2003-03-04 Thread S Woodside
Simon --

My WAP experience was about 2 years ago. At that time it was a dead end
technology because it just technically didn't work very well at all. The
markup language is horrible, and the protocol is also horrible.

XHTML: the idea was to have very small pages that wireless devices can
handle. However most pages on the WWW that claim to be XHTML do not in
fact validate as XML -- that means that the small devices /cannot/ in
fact use them. This is major reason for the movement away from XHTML
back to HTML 4.01 that is going on in some circles (like me!).

Perhaps, though, I am out of date. more below

On Thursday, February 27, 2003, at 06:45  AM, Simon Batchelor wrote:

 Many of my colleagues in Africa complain that low bandwidth and poor
 phone connections mean that surfing the internet is not yet a real
 possibility - just a source of frustration.

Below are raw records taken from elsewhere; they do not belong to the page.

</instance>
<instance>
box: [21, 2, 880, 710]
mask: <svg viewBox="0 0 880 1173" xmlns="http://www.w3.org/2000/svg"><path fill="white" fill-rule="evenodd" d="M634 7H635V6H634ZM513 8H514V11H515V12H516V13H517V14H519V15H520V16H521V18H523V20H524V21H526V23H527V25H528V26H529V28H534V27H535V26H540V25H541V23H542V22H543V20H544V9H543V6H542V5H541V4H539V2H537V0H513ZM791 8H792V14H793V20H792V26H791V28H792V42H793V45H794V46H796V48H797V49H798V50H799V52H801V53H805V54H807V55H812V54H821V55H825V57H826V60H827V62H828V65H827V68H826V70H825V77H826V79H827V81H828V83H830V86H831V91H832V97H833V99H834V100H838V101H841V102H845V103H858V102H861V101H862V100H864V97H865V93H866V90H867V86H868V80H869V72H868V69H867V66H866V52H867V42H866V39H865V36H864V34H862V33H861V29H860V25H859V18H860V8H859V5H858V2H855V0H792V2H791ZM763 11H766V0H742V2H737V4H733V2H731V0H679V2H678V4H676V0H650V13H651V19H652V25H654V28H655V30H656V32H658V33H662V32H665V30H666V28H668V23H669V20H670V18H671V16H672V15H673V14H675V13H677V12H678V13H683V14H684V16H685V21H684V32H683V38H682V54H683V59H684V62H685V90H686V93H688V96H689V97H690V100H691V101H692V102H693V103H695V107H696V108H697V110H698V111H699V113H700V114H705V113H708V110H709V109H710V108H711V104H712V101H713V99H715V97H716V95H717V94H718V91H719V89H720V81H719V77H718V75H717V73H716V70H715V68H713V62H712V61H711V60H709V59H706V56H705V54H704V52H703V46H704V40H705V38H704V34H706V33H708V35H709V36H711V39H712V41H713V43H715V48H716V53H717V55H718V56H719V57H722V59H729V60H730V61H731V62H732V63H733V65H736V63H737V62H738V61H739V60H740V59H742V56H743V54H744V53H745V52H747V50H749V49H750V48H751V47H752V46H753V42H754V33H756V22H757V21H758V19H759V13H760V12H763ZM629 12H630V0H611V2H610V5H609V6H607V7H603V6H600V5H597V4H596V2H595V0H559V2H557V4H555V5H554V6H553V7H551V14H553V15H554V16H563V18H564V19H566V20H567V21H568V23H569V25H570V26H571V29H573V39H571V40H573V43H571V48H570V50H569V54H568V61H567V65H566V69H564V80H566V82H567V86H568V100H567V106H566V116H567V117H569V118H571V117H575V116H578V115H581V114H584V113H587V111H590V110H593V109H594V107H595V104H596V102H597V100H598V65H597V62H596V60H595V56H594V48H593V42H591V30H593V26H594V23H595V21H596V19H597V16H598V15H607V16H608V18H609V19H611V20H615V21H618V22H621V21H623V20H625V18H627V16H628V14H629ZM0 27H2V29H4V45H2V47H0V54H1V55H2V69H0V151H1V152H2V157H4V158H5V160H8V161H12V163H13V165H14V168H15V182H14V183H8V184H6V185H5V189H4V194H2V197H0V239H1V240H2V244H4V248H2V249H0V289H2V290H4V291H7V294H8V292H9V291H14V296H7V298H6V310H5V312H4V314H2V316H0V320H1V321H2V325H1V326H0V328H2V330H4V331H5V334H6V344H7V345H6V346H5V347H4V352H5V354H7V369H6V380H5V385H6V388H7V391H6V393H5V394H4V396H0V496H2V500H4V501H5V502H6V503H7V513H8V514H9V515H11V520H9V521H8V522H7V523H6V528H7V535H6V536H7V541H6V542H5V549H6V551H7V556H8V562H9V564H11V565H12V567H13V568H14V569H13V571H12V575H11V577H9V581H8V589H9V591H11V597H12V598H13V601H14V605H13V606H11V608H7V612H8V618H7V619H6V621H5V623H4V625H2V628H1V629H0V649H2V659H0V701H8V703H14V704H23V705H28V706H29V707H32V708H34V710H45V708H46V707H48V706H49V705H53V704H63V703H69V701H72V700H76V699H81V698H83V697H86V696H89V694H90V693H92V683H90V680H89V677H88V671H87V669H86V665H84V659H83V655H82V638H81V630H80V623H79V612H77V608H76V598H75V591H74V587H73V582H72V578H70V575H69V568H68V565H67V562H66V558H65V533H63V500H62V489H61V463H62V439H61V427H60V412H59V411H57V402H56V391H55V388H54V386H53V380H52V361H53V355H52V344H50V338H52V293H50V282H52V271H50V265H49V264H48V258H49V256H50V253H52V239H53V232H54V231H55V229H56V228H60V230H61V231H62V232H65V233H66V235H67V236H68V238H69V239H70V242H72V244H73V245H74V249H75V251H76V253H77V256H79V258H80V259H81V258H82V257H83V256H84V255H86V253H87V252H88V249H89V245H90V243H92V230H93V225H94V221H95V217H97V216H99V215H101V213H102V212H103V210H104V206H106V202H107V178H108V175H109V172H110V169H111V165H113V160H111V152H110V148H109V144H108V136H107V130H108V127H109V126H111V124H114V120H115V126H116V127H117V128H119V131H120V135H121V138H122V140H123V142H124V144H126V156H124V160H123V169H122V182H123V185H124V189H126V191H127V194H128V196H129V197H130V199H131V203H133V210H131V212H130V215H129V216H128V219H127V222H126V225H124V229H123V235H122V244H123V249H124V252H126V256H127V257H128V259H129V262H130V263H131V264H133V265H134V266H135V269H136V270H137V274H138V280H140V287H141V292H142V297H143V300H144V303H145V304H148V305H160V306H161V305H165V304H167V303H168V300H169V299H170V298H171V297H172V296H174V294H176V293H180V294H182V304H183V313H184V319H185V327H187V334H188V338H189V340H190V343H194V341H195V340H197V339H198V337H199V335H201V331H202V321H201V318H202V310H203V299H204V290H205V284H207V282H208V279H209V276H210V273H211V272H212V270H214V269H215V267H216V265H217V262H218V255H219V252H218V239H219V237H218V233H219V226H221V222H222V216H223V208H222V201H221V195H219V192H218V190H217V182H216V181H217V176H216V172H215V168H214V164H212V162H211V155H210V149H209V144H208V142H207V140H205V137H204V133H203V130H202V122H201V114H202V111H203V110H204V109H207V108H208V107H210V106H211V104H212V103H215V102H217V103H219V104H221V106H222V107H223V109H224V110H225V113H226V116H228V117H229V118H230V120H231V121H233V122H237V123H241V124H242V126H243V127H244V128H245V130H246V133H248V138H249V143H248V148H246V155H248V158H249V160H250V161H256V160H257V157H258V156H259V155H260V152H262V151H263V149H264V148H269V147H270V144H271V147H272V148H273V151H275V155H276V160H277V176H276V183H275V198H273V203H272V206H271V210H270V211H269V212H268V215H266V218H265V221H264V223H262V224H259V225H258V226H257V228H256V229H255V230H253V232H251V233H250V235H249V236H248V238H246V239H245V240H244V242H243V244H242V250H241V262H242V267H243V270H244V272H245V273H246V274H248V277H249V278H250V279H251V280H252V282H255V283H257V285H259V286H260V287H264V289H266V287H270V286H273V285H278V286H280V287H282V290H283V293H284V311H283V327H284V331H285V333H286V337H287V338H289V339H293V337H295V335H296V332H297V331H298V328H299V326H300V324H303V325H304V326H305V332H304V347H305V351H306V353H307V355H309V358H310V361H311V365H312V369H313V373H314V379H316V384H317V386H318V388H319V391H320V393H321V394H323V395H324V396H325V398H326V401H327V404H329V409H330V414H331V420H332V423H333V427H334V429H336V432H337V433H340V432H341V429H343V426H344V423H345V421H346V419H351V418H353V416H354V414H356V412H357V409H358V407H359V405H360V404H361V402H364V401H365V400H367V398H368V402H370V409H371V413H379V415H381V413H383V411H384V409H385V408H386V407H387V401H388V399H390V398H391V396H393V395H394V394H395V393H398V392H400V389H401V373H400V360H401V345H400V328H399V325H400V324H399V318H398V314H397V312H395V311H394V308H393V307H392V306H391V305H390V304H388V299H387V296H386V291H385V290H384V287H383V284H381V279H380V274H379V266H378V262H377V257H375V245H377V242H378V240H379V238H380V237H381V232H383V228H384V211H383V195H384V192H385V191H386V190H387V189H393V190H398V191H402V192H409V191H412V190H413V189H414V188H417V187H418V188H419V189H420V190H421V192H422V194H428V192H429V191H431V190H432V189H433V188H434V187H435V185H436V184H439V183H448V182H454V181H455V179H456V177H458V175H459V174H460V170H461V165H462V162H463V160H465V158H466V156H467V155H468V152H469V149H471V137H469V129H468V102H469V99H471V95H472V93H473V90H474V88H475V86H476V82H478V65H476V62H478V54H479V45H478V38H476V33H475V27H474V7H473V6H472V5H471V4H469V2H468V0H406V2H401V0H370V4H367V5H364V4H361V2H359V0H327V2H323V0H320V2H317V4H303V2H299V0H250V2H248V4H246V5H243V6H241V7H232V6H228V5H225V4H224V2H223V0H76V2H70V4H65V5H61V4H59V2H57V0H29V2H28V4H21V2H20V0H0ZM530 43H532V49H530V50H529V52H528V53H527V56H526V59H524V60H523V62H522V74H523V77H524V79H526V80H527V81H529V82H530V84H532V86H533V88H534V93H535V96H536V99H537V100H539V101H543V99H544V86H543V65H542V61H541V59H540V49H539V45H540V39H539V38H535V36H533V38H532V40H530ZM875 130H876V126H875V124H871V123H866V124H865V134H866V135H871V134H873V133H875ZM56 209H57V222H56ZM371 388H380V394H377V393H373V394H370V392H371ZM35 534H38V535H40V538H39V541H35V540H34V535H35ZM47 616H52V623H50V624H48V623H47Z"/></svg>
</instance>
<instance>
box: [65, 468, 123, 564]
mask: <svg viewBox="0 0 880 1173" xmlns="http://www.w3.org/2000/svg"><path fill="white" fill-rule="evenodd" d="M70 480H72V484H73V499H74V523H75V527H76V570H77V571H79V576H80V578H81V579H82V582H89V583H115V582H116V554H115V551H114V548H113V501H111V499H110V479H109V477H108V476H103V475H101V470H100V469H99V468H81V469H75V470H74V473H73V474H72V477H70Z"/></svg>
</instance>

 If I understand WAP correctly, then xhtml pages are being set up which
 are very very small so they can be provided to mobile phones in Europe.
 This seems to be a sort of low bandwidth parrallel internet.

 Questions:

 First - is my understanding of the parallel net correct?

 Second - if it is, could we who are in development create a service that
 used basic xhtml software to gather news and in particular development
 news to make it available for people anywhere in the world (ie not
 mobile phone restricted) who have a PC with a bad phone connection to
 the internet.  Or has someone done that and I am not aware of it.

If you are asking, could you create a lightweight internet service that
aggregates news and information for people with poor internet
connections, then yes. There are many ways to accomplish this. Perhaps
the easiest is simply with the existing web infrastructure. Using CSS2
and HTML 4.01 it is possible to create very light-weight sites that load
very quickly ... see sohne.net and openict.net for examples. If you can
convince existing sites to move to the CSS2 layout model, reduce their
use of graphics to a minimum (and within a year, switch to SVG which can
be very low bandwidth, once it is supported). So many of the ICT
development sites out there have /huge/ layout overhead that must make
display and download very slow indeed for those on a poor modem
connection. I need not give examples, virtually all of them are guilty!